これからは、先程エルピスさんと口付けを交わした時のような満たされた気持ちにいっぱいなれる出来事に出会えるという事なのだろうか。
それはとても素敵だと、思ってしまう。
「その……お姫様抱っこでお願いします……。メカにはそういった事をさせた事があるのですが……素敵な殿方に……されてみたかったので……」
恥ずかし気に、少し声が小さくなった。
「……あの、いえ、メカにお姫様抱っこをさせていたというのは……その……殿方にしていただく機会がなくて……空しかったとかではなくて……」
あわあわと慌てて言い訳を始めて墓穴を掘ってしまった。
我ながら、メカにお姫様抱っこさせていた事もあるとか、空しい……。
■エルピス・シズメ >
「そっか。でも、そうだね。僕からすれば……。」
「王はイーリスにひどいことするイヤな奴。いちばんは、それ。」
正直な認識を告げる。イーリスが明確に拒絶したため、恋敵とは呼ばないことにした。
王の出自や屍骸かどうかよりも、一番は『そこ』の気持ちが強い。
良く言えば王を純粋な一存在として捉えており、悪く言えば王の出自そのものに興味はない。
イーリスが王に勝てれば、ひとまずはそれでいい。
イーリスが幸せになれるなら、それがいちばんいい。
「落ち着いたら、また育てよう。利用される位に育ったことは、確かだから。」
「でもあぶない植物はイーリスが管理できる範囲でね?」
もしも花に意思があるとすれば、安らかではないにしろ"眠って還った"、かもしれない。
少しばかり、強い気持ちで灼いてしまったから。
「……素敵な殿方……う、うん。僕のことでいいん、だよね……」
照れと恥じらいが混ざる。
改めて口にされると、やっぱ恥ずかしい。
両手でイーリスを『お姫様抱っこ』し、第三の手で残った荷物を纏める。
小さなイーリスの身体を優しく、そして落とすことのないように丁寧に抱いた。
「行くよ。今日はゆっくり休もう、イーリス。」
夜の落第街を歩いて事務所へと戻る。
事務所に戻れば手当をしながら、共に夜を過ごした事だろう。
■Dr.イーリス > 「その通りです。
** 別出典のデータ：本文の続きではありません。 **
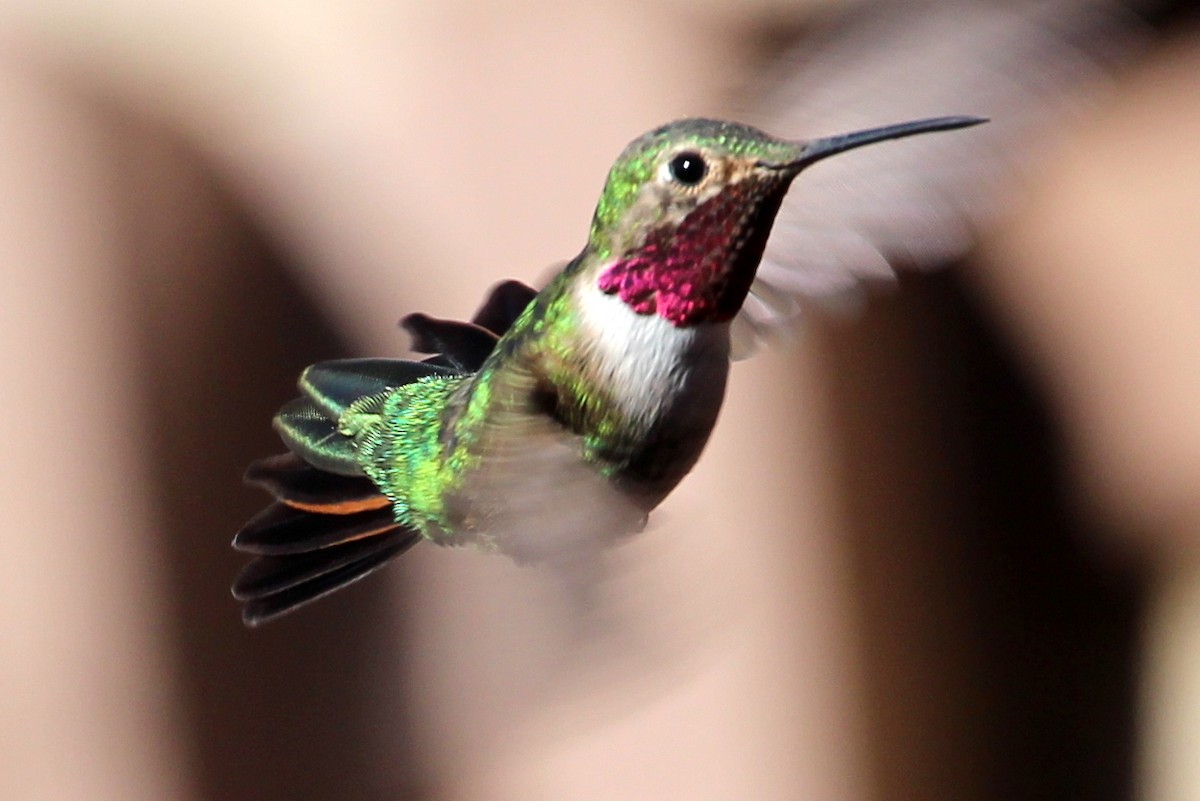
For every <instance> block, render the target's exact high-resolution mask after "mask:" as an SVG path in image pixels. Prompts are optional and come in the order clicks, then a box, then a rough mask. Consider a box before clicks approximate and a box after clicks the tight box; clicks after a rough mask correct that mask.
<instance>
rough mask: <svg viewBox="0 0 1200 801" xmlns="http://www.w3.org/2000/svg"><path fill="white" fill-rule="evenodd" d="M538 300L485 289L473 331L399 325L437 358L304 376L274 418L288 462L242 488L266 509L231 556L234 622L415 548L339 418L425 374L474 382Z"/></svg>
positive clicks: (522, 288) (265, 609) (367, 359)
mask: <svg viewBox="0 0 1200 801" xmlns="http://www.w3.org/2000/svg"><path fill="white" fill-rule="evenodd" d="M535 294H536V293H535V291H534V290H533V289H530V288H528V287H526V285H523V284H520V283H517V282H505V283H503V284H499V285H498V287H496V288H494V289H493V290H492V294H491V295H490V296H488V300H487V301H486V302H485V303H484V306H482V307H481V308H480V311H479V312H478V313H476V314H475V318H474V320H473V321H472V323H456V321H451V320H438V319H434V318H430V317H426V315H424V314H414V315H410V317H408V318H406V319H404V321H403V323H402V325H403V326H404V327H406V329H407V330H408V331H409V332H410V333H412V335H413V341H414V343H413V347H414V349H415V350H418V351H422V353H434V351H438V355H436V356H433V357H431V359H427V360H426V361H422V362H413V361H402V360H395V359H347V360H340V361H329V362H320V363H318V365H313V366H312V367H308V368H307V369H305V372H304V373H302V374H301V375H300V380H299V389H300V392H301V395H302V397H300V398H296V399H295V401H292V402H289V403H287V404H286V405H284V406H283V408H282V409H281V410H280V412H278V414H277V415H276V416H275V429H276V430H277V432H278V434H280V436H281V439H282V440H283V442H284V445H287V447H288V451H289V452H288V453H283V454H280V456H272V457H266V458H264V459H259V460H257V462H254V463H253V464H251V465H250V469H248V470H247V471H246V483H248V484H252V486H256V487H260V488H263V489H265V490H266V492H268V493H270V494H271V495H272V496H274V499H275V502H272V504H271V505H270V506H268V507H266V508H265V510H263V511H262V512H260V513H259V514H257V516H254V517H253V518H252V519H251V520H250V522H248V523H246V525H245V526H242V529H241V531H239V532H238V535H236V536H235V537H234V541H233V547H234V548H235V549H238V550H241V552H245V553H248V554H253V555H254V560H253V561H251V562H250V564H248V565H246V567H245V568H242V571H241V573H240V574H239V576H238V578H236V579H235V580H234V584H233V595H234V597H235V598H236V600H238V601H240V602H242V620H244V621H245V622H246V625H247V626H257V625H258V624H262V622H266V621H268V620H271V619H274V618H277V616H280V615H282V614H286V613H288V612H292V610H293V609H296V608H299V607H301V606H304V604H306V603H310V602H312V601H316V600H317V598H320V597H323V596H325V595H328V594H330V592H332V591H334V590H337V589H341V588H343V586H346V585H348V584H352V583H354V582H356V580H359V579H361V578H364V577H365V576H367V574H370V573H371V572H373V571H376V570H378V568H379V567H382V566H383V565H384V564H386V562H388V561H390V560H391V559H392V558H395V556H398V555H400V554H402V553H404V552H406V550H408V549H409V548H410V547H413V546H414V544H416V542H419V541H420V540H421V535H420V532H418V531H415V530H413V529H410V528H407V526H404V525H402V524H401V523H397V522H396V519H395V517H394V513H392V507H391V502H390V501H389V499H388V498H386V496H385V495H384V494H383V493H382V492H380V490H379V488H378V487H377V486H376V484H374V483H373V482H372V481H371V480H370V478H367V477H366V476H365V475H364V474H362V469H361V466H360V465H359V464H358V460H356V458H355V457H356V454H355V450H354V441H353V440H352V439H350V438H348V436H344V435H342V434H341V433H340V432H338V428H337V423H338V418H340V417H341V416H342V412H343V411H346V409H347V408H348V406H349V405H350V404H353V403H356V402H361V401H362V399H364V398H376V397H379V398H382V397H383V396H384V395H386V393H388V392H389V391H391V390H394V389H396V387H398V386H403V385H406V384H412V383H413V381H416V380H419V379H421V378H424V377H426V375H457V374H462V373H469V372H474V371H478V369H479V367H480V365H482V362H484V360H485V359H487V356H488V354H491V351H492V349H493V348H494V347H496V342H497V339H498V338H499V337H500V336H502V335H503V333H504V331H506V330H508V327H509V326H510V325H511V324H512V321H514V320H516V318H517V317H518V315H520V313H521V312H522V311H523V309H524V307H526V306H527V305H528V302H529V301H530V300H532V299H533V296H534V295H535Z"/></svg>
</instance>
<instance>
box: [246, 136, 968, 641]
mask: <svg viewBox="0 0 1200 801" xmlns="http://www.w3.org/2000/svg"><path fill="white" fill-rule="evenodd" d="M983 121H984V120H983V119H980V118H968V116H947V118H936V119H928V120H919V121H913V122H904V124H900V125H892V126H886V127H880V128H871V130H868V131H860V132H857V133H848V134H842V135H835V137H828V138H821V139H810V140H802V141H790V140H784V139H776V138H774V137H770V135H768V134H766V133H763V132H762V131H758V130H756V128H751V127H748V126H744V125H738V124H733V122H722V121H715V120H700V119H692V120H682V121H678V122H672V124H670V125H666V126H662V127H660V128H656V130H654V131H652V132H649V133H647V134H644V135H642V137H640V138H638V139H636V140H634V141H632V143H631V144H630V145H629V146H628V147H626V149H625V150H624V152H623V153H622V155H620V157H619V158H618V159H617V162H616V164H614V165H613V167H612V169H611V171H610V173H608V179H607V182H606V185H605V188H604V192H602V194H601V197H600V200H599V203H598V205H596V210H595V215H594V217H593V221H592V227H590V231H589V235H588V240H587V245H586V246H584V247H583V251H582V252H581V253H580V254H578V255H577V257H576V258H575V259H574V260H571V261H570V263H569V264H568V265H566V266H565V267H564V269H563V270H562V271H560V272H559V273H558V275H557V276H556V277H554V278H553V279H552V281H551V282H550V283H548V284H547V285H546V288H545V289H542V290H541V291H534V290H533V289H530V288H528V287H526V285H523V284H520V283H517V282H508V283H503V284H500V285H498V287H497V288H496V289H494V290H493V291H492V294H491V296H490V297H488V299H487V301H486V302H485V303H484V306H482V307H481V308H480V311H479V312H478V313H476V314H475V317H474V319H473V321H472V323H456V321H450V320H440V319H434V318H431V317H427V315H424V314H413V315H409V317H407V318H404V320H403V321H402V325H403V326H404V329H407V330H408V331H409V333H410V335H412V336H413V349H414V350H416V351H418V353H425V354H437V355H434V356H432V357H431V359H426V360H425V361H402V360H390V359H349V360H340V361H330V362H322V363H317V365H313V366H312V367H308V368H307V369H306V371H304V373H302V374H301V375H300V380H299V389H300V392H301V396H302V397H300V398H298V399H295V401H292V402H290V403H288V404H286V405H284V406H283V408H282V409H281V410H280V412H278V414H277V415H276V416H275V428H276V430H277V432H278V434H280V436H281V438H282V439H283V442H284V444H286V445H287V447H288V451H289V452H288V453H284V454H282V456H276V457H269V458H265V459H260V460H258V462H256V463H253V464H252V465H251V466H250V469H248V471H247V474H246V480H247V482H248V483H252V484H257V486H259V487H262V488H264V489H266V490H268V492H269V493H271V495H274V498H275V502H274V504H271V505H270V506H269V507H268V508H266V510H264V511H263V512H262V513H259V514H258V516H257V517H254V518H253V519H251V520H250V522H248V523H247V524H246V526H245V528H242V530H241V531H240V532H239V534H238V535H236V537H235V538H234V543H233V544H234V547H235V548H236V549H239V550H242V552H247V553H251V554H254V555H256V559H254V560H253V561H252V562H250V564H248V565H247V566H246V567H245V568H244V571H242V572H241V574H240V576H239V577H238V579H236V580H235V583H234V586H233V594H234V596H235V597H236V598H238V600H239V601H241V602H244V604H245V606H244V612H242V616H244V620H245V621H246V622H247V624H248V625H256V624H259V622H263V621H265V620H269V619H271V618H275V616H277V615H280V614H283V613H286V612H289V610H292V609H294V608H296V607H299V606H301V604H304V603H307V602H310V601H313V600H316V598H318V597H320V596H323V595H325V594H328V592H331V591H334V590H336V589H338V588H341V586H344V585H346V584H349V583H352V582H354V580H356V579H359V578H361V577H364V576H366V574H367V573H370V572H372V571H373V570H376V568H378V567H379V566H382V565H383V564H384V562H386V561H388V560H390V559H391V558H394V556H396V555H398V554H401V553H403V552H404V550H407V549H408V548H410V547H412V546H414V544H415V543H418V542H420V541H422V540H428V541H431V542H433V543H437V544H444V546H470V547H475V548H480V549H484V550H487V552H497V553H503V554H506V555H509V556H511V558H514V559H516V560H517V561H521V562H535V561H559V562H563V561H570V560H572V559H576V558H578V556H580V555H581V554H588V553H593V552H594V550H595V549H599V548H602V547H605V546H607V544H610V543H612V542H613V541H616V540H618V538H620V537H623V536H626V535H629V534H631V532H635V531H637V530H640V529H641V528H642V526H643V525H644V522H646V518H647V516H648V513H649V512H650V511H652V510H653V508H654V507H655V506H658V505H659V504H660V502H661V501H662V499H664V498H665V496H666V495H667V494H668V493H670V492H671V490H672V489H673V488H674V487H676V484H678V483H679V481H680V480H682V478H683V477H684V476H685V475H686V474H688V472H689V471H690V470H691V468H692V466H694V465H695V464H696V460H697V459H698V457H700V454H701V451H702V450H703V447H704V445H706V442H707V441H708V436H709V434H710V432H712V429H713V426H714V423H715V422H716V416H718V411H719V410H720V406H721V402H722V399H724V395H725V383H726V377H727V374H728V366H730V354H731V323H732V321H733V320H734V318H736V317H737V315H738V313H739V311H740V309H742V306H743V302H744V300H745V299H746V295H748V293H749V291H750V287H751V283H752V282H754V279H755V275H756V271H757V269H758V264H760V260H761V259H762V255H763V249H764V247H766V243H767V237H768V235H769V233H770V229H772V224H773V222H774V219H775V215H776V212H778V211H779V207H780V203H781V201H782V199H784V195H785V194H786V193H787V191H788V187H790V186H791V183H792V180H793V179H794V177H796V176H797V175H798V174H799V173H800V171H802V170H804V169H805V168H808V167H810V165H811V164H814V163H816V162H818V161H821V159H823V158H826V157H828V156H833V155H835V153H840V152H845V151H847V150H851V149H854V147H859V146H863V145H868V144H872V143H877V141H883V140H886V139H898V138H901V137H910V135H914V134H919V133H929V132H936V131H950V130H955V128H964V127H967V126H972V125H977V124H979V122H983Z"/></svg>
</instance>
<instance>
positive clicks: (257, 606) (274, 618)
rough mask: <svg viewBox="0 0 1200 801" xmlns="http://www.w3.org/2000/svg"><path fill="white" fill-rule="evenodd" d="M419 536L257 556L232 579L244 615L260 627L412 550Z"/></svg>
mask: <svg viewBox="0 0 1200 801" xmlns="http://www.w3.org/2000/svg"><path fill="white" fill-rule="evenodd" d="M420 538H421V537H420V535H418V534H416V532H415V531H409V530H406V529H398V528H397V529H396V530H394V531H391V532H390V534H386V535H382V536H374V537H371V538H370V540H364V541H361V542H358V541H355V542H348V543H346V544H341V546H331V547H329V548H323V549H320V550H313V552H311V553H307V554H299V555H292V556H259V558H258V559H256V560H254V561H252V562H250V564H248V565H246V567H245V568H244V570H242V572H241V574H240V576H239V577H238V580H236V582H234V585H233V594H234V597H235V598H238V600H239V601H241V602H242V603H244V606H242V609H241V619H242V621H245V624H246V625H247V626H257V625H259V624H264V622H266V621H268V620H272V619H275V618H278V616H280V615H282V614H287V613H288V612H292V610H293V609H298V608H300V607H302V606H304V604H306V603H311V602H312V601H316V600H317V598H320V597H323V596H325V595H329V594H330V592H332V591H334V590H340V589H341V588H343V586H346V585H348V584H353V583H354V582H356V580H359V579H360V578H362V577H365V576H367V574H370V573H372V572H374V571H376V570H378V568H379V567H383V565H384V564H386V562H388V561H389V560H391V559H394V558H395V556H398V555H400V554H402V553H404V552H406V550H408V549H409V548H412V547H413V546H414V544H415V543H416V542H418V541H419V540H420Z"/></svg>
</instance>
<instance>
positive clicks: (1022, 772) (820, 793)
mask: <svg viewBox="0 0 1200 801" xmlns="http://www.w3.org/2000/svg"><path fill="white" fill-rule="evenodd" d="M809 12H810V10H809V8H808V7H806V6H803V5H798V6H794V7H792V6H788V5H785V4H769V2H748V4H715V2H714V4H703V5H696V4H682V2H672V1H671V0H662V1H659V2H640V4H622V2H608V4H596V6H594V7H580V8H575V7H564V6H563V5H562V4H558V2H539V1H536V0H535V1H533V2H528V4H522V5H521V6H520V7H518V8H517V10H515V11H512V10H505V11H503V12H502V11H500V10H499V7H498V6H497V7H493V6H488V5H485V4H478V2H427V4H426V2H409V4H402V2H395V4H383V2H376V1H374V0H353V1H350V2H341V4H324V2H319V1H317V0H312V1H308V2H293V4H287V5H286V6H284V5H282V4H271V2H259V1H258V0H240V1H239V2H226V1H223V0H214V1H211V2H208V4H203V5H196V6H194V7H191V6H187V5H185V4H168V2H152V1H150V0H108V1H107V2H103V4H100V2H96V4H91V2H85V1H83V0H49V1H47V0H40V1H38V2H20V1H17V0H11V1H10V2H8V4H6V5H5V6H4V7H2V8H0V31H2V34H0V264H2V265H4V267H2V270H4V271H5V272H4V273H2V275H5V276H6V281H5V291H4V296H2V297H4V300H2V301H0V365H2V366H4V374H5V377H6V379H7V380H6V383H5V390H4V391H2V392H0V409H2V410H4V412H5V415H4V416H5V420H7V423H8V424H7V432H8V436H7V439H6V445H7V450H6V453H7V458H6V459H5V460H4V468H2V474H0V475H2V478H4V481H2V482H0V508H4V510H5V511H6V514H5V518H4V520H5V522H4V528H2V534H0V536H2V540H0V541H2V543H4V552H2V553H4V559H2V560H0V687H2V692H0V724H2V725H0V797H2V799H6V800H7V799H12V800H19V801H24V800H26V799H28V800H34V799H38V800H40V799H89V800H92V801H104V800H107V799H114V800H116V799H120V800H121V801H131V800H137V799H154V800H156V801H163V800H168V799H180V800H182V799H196V800H199V799H220V800H222V801H226V800H232V799H281V800H282V799H347V800H350V799H355V800H358V799H361V800H372V801H373V800H376V799H379V800H382V799H404V797H413V799H418V797H420V799H456V800H457V799H462V800H464V801H466V800H473V799H480V800H482V799H488V800H499V799H524V800H533V799H630V800H637V799H676V797H678V799H690V800H694V801H704V800H708V799H713V800H716V799H756V800H764V801H766V800H770V799H823V800H828V801H836V800H839V799H840V800H846V801H848V800H851V799H910V797H911V799H928V797H962V799H1013V797H1022V799H1037V797H1045V799H1066V797H1088V799H1092V797H1094V799H1120V797H1129V795H1132V794H1134V793H1139V794H1141V795H1142V796H1144V797H1153V799H1193V797H1200V777H1198V776H1196V773H1195V770H1196V767H1195V759H1194V758H1193V754H1194V743H1195V742H1200V687H1198V686H1196V681H1198V680H1196V676H1200V669H1198V667H1200V656H1198V655H1200V573H1198V572H1196V568H1195V565H1196V553H1198V548H1196V546H1198V530H1200V506H1198V499H1200V493H1198V492H1196V487H1200V415H1198V414H1196V410H1198V408H1200V404H1198V403H1196V401H1198V399H1200V367H1198V365H1200V362H1198V360H1196V354H1198V353H1200V271H1198V270H1196V257H1195V254H1196V253H1198V252H1200V241H1198V236H1200V234H1198V233H1196V231H1198V230H1200V224H1198V221H1200V191H1198V188H1196V187H1200V159H1198V158H1196V156H1195V152H1194V151H1195V147H1194V144H1195V141H1196V138H1198V135H1200V82H1198V78H1196V76H1200V68H1198V67H1200V53H1198V52H1196V49H1195V47H1194V43H1193V42H1192V40H1190V38H1188V36H1187V30H1186V29H1181V30H1180V31H1176V32H1174V38H1172V40H1171V41H1170V43H1168V44H1165V46H1163V47H1162V48H1160V49H1158V50H1157V53H1156V54H1154V55H1153V56H1152V59H1151V61H1150V62H1147V64H1146V65H1141V66H1139V67H1136V68H1134V70H1132V71H1130V73H1129V74H1128V76H1127V77H1123V78H1122V80H1121V83H1120V84H1118V86H1117V88H1116V91H1115V94H1114V95H1112V96H1111V97H1110V98H1109V100H1108V102H1106V104H1105V106H1104V107H1103V108H1102V109H1099V110H1098V112H1097V116H1094V118H1092V119H1091V120H1090V122H1088V125H1086V126H1084V127H1082V128H1081V130H1080V131H1079V132H1078V135H1076V137H1075V138H1073V139H1069V140H1068V144H1066V145H1063V146H1062V149H1061V150H1060V151H1057V155H1056V157H1055V158H1052V159H1051V162H1050V163H1051V164H1052V167H1050V168H1049V169H1046V170H1045V171H1044V174H1042V175H1040V176H1039V180H1038V181H1037V182H1036V186H1033V187H1031V188H1030V192H1028V194H1027V195H1024V200H1022V203H1021V206H1020V210H1019V213H1016V216H1015V218H1014V219H1013V221H1012V222H1010V223H1009V224H1008V227H1007V228H1006V229H1004V230H1002V231H992V233H990V235H989V240H988V243H986V247H985V248H984V255H983V257H982V258H980V259H977V261H976V263H974V264H972V265H971V266H970V267H968V269H967V270H966V271H965V272H964V273H962V275H961V276H960V277H959V278H950V277H936V278H929V279H922V281H908V282H905V284H904V285H902V288H901V291H899V293H895V294H890V295H886V296H878V297H875V299H874V300H872V302H871V305H870V309H869V312H868V313H866V314H865V315H864V317H862V318H860V319H858V320H852V321H844V323H833V321H828V320H814V321H812V324H811V325H810V326H809V331H808V336H805V337H804V338H802V339H800V341H799V343H798V344H797V345H794V347H793V348H792V349H788V350H782V351H773V353H768V354H766V355H763V356H761V357H758V359H756V360H754V361H751V362H746V363H743V365H739V366H737V367H736V369H734V374H733V380H732V386H731V392H730V397H728V401H727V406H726V410H725V412H724V416H722V421H721V423H720V426H719V429H718V433H716V435H715V436H714V440H713V442H712V445H710V447H709V451H708V452H707V453H706V457H704V459H703V460H702V463H701V465H700V466H698V468H697V470H696V472H695V475H694V476H691V477H690V478H689V480H688V481H686V482H685V484H684V486H683V487H682V488H680V489H679V492H677V493H676V494H674V495H673V496H672V499H670V501H668V502H667V504H666V505H665V506H664V508H662V511H661V513H659V514H658V516H656V519H655V523H654V524H653V525H652V528H650V530H649V531H647V534H646V535H644V536H642V537H640V538H638V540H637V541H636V542H634V543H631V544H630V546H628V547H626V548H625V549H623V550H622V553H620V554H619V561H620V566H622V570H620V572H619V573H618V576H617V578H614V579H613V583H612V584H611V586H608V588H607V596H608V597H607V600H606V603H607V604H608V606H607V607H606V608H607V609H608V610H610V613H611V621H610V625H608V627H607V628H605V630H604V631H602V632H596V633H595V636H594V637H578V633H577V632H571V631H569V626H568V625H566V624H564V622H563V621H562V619H560V618H562V615H560V614H559V612H560V610H557V609H554V608H553V607H552V606H550V604H548V603H547V601H546V598H547V595H546V591H545V588H544V586H542V585H541V584H540V583H539V580H538V578H536V577H535V576H534V577H530V574H529V571H522V570H518V568H516V567H514V566H511V565H508V564H506V562H503V561H502V560H496V559H487V558H482V556H478V555H473V554H464V553H455V552H443V550H437V549H433V548H419V549H416V550H415V552H414V553H412V554H410V555H408V556H406V558H404V559H403V560H402V561H401V562H400V564H397V565H396V566H395V567H392V568H390V570H388V571H386V572H384V573H382V574H380V576H379V577H377V578H374V579H373V580H371V582H368V583H364V584H362V585H360V586H358V588H355V589H353V590H350V591H347V592H344V594H340V595H338V596H337V597H334V598H330V600H328V602H325V603H323V604H319V606H318V607H314V608H312V609H307V610H305V612H304V613H300V614H298V615H295V616H293V618H290V619H288V620H284V621H281V622H280V624H277V625H274V626H270V627H268V628H264V630H260V631H253V632H247V631H245V630H242V627H241V625H240V622H239V620H238V614H236V607H235V604H234V603H233V601H232V600H230V598H229V597H228V583H229V579H230V577H232V576H233V573H234V572H235V571H236V567H238V564H239V559H238V558H236V555H234V554H233V553H232V552H230V550H229V549H228V546H227V542H228V540H229V537H230V536H232V532H233V531H234V530H236V528H238V526H239V524H240V523H241V522H242V520H244V519H245V518H246V517H247V516H248V514H251V513H252V512H253V511H254V510H256V507H257V506H258V505H259V504H260V502H262V499H260V498H259V496H257V495H256V494H254V493H251V492H248V490H245V489H242V488H241V487H240V486H239V482H238V478H239V475H240V471H241V469H242V466H244V465H245V464H246V463H247V462H248V460H250V459H252V458H254V457H257V456H260V454H263V453H266V452H270V451H272V450H275V448H276V447H277V444H276V441H275V440H274V436H272V435H271V433H270V430H269V427H268V421H269V418H270V415H271V414H272V411H274V409H275V408H276V406H277V405H278V404H280V403H281V402H282V401H283V399H286V398H287V397H290V392H292V389H290V386H292V381H293V379H294V375H295V374H296V372H298V371H299V369H300V368H301V367H302V366H304V365H306V363H308V362H311V361H316V360H318V359H325V357H332V356H336V355H341V354H352V353H353V354H360V353H379V354H401V353H402V344H403V342H402V339H401V337H400V333H398V332H397V331H396V330H395V329H394V321H395V320H396V319H397V318H398V317H400V315H401V314H402V313H406V312H408V311H414V309H421V311H426V312H430V313H432V314H438V315H448V317H449V315H463V314H467V313H469V312H470V311H472V309H473V308H474V305H475V303H476V302H478V301H479V299H481V296H482V294H484V291H485V290H486V288H487V287H488V285H490V284H491V283H492V282H494V281H497V279H499V278H504V277H517V278H522V279H526V281H536V279H538V278H539V277H540V276H542V275H545V270H546V267H547V266H548V265H551V264H554V263H557V261H560V260H564V259H566V258H569V257H570V255H571V254H574V253H575V252H576V251H577V249H578V247H580V245H581V242H582V239H583V235H584V233H586V223H587V219H588V217H589V215H590V211H592V204H593V203H594V199H595V194H596V192H598V191H599V187H600V185H601V182H602V177H604V173H605V170H606V168H607V164H608V162H610V161H611V158H612V157H613V156H614V155H616V153H617V152H618V151H619V150H620V147H622V146H623V145H624V143H625V141H626V140H628V139H630V138H631V137H632V135H635V134H636V133H638V132H641V131H642V130H644V128H647V127H650V126H652V125H656V124H659V122H661V121H664V120H667V119H672V118H674V116H680V115H684V114H709V115H740V114H742V113H743V112H744V110H745V109H749V108H750V107H752V98H754V92H755V86H756V76H757V74H758V73H757V71H758V68H760V67H761V65H762V64H763V62H764V61H766V60H767V59H768V58H769V55H770V54H772V52H773V50H772V49H770V46H773V44H775V43H778V40H780V38H781V37H782V35H784V34H786V32H788V31H791V30H793V29H798V28H799V26H800V25H802V23H803V22H804V19H805V14H808V13H809ZM946 110H947V113H953V112H954V110H955V109H946ZM778 133H781V134H792V135H802V134H804V133H809V132H799V131H796V132H778ZM812 133H828V132H824V131H822V132H812ZM802 180H803V177H802ZM1135 699H1136V701H1138V704H1136V706H1135ZM1134 765H1139V766H1140V767H1139V769H1138V777H1139V778H1138V779H1136V781H1135V778H1134Z"/></svg>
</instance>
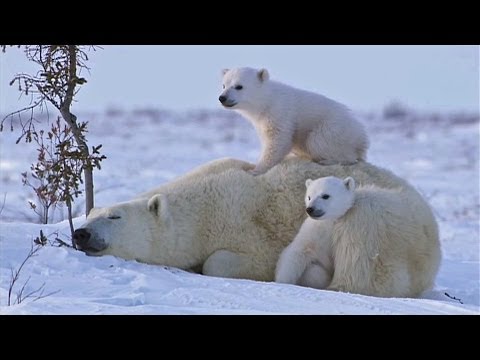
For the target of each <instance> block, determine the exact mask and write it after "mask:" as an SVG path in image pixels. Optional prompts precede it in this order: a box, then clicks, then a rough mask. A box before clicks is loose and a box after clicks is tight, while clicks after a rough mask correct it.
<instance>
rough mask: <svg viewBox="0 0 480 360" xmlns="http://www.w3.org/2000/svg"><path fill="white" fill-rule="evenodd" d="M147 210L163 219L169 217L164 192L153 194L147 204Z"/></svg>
mask: <svg viewBox="0 0 480 360" xmlns="http://www.w3.org/2000/svg"><path fill="white" fill-rule="evenodd" d="M147 208H148V211H150V212H152V213H153V214H154V215H156V216H158V217H159V218H161V219H163V220H168V219H169V218H170V212H169V211H168V199H167V196H166V195H165V194H157V195H153V196H152V197H151V198H150V200H148V204H147Z"/></svg>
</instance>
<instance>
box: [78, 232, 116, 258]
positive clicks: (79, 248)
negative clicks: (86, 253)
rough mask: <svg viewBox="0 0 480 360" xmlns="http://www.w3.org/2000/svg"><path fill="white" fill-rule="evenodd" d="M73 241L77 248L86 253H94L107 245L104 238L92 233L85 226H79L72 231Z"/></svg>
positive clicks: (101, 250) (102, 249)
mask: <svg viewBox="0 0 480 360" xmlns="http://www.w3.org/2000/svg"><path fill="white" fill-rule="evenodd" d="M94 234H95V233H94ZM73 241H74V242H75V245H76V246H77V248H78V250H81V251H84V252H86V253H87V254H94V253H97V252H99V251H102V250H105V249H106V248H107V247H108V245H107V244H106V242H105V240H104V239H102V238H99V237H98V236H96V235H92V233H91V232H90V231H88V230H87V229H85V228H80V229H77V230H75V231H74V232H73Z"/></svg>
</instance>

“王”は、とてもイヤな方です……!」
実に不機嫌な形相でこくこくと何度もうなずいた。
“王”の事がとても嫌い……。
エルピスさんが“王”に一矢報いて、清々した。
「そう……しましょうか。ここは違法感染ウイルス工場の跡地で、私は元々ウイルスに汚染された大地でも育つお花の実験で使用していました。私の花々で汚染された大地が既に浄化されているここでは同じ実験は出来ませんけどね。危ない植物と言えば、私、人食い花をどう人々に役立たせるかというテーマにとても興味があります」
好奇心でイーリスは双眸を輝かせた。
人を喰らう人食い花で、人に害を与えずに人の役に立たせるというテーマだ。
「あなた以外、誰がいるのでしょう?」
きょとんと小首を傾げた。
そうして、エルピスさんにお姫様抱っこをしていただきながら、帰路についた。
イーリスはその見た目から想像できる程度の重さ、今は右脚がない分さらに軽くなっている。
事務所ではエルピスさんに手当てをしていただき、そしてエルピスさんと一緒に夜を過ごすのだった。
ご案内:「違法感染ウイルス工場跡の花畑」からエルピス・シズメさんが去りました。
ご案内:「違法感染ウイルス工場跡の花畑」からDr.イーリスさんが去りました。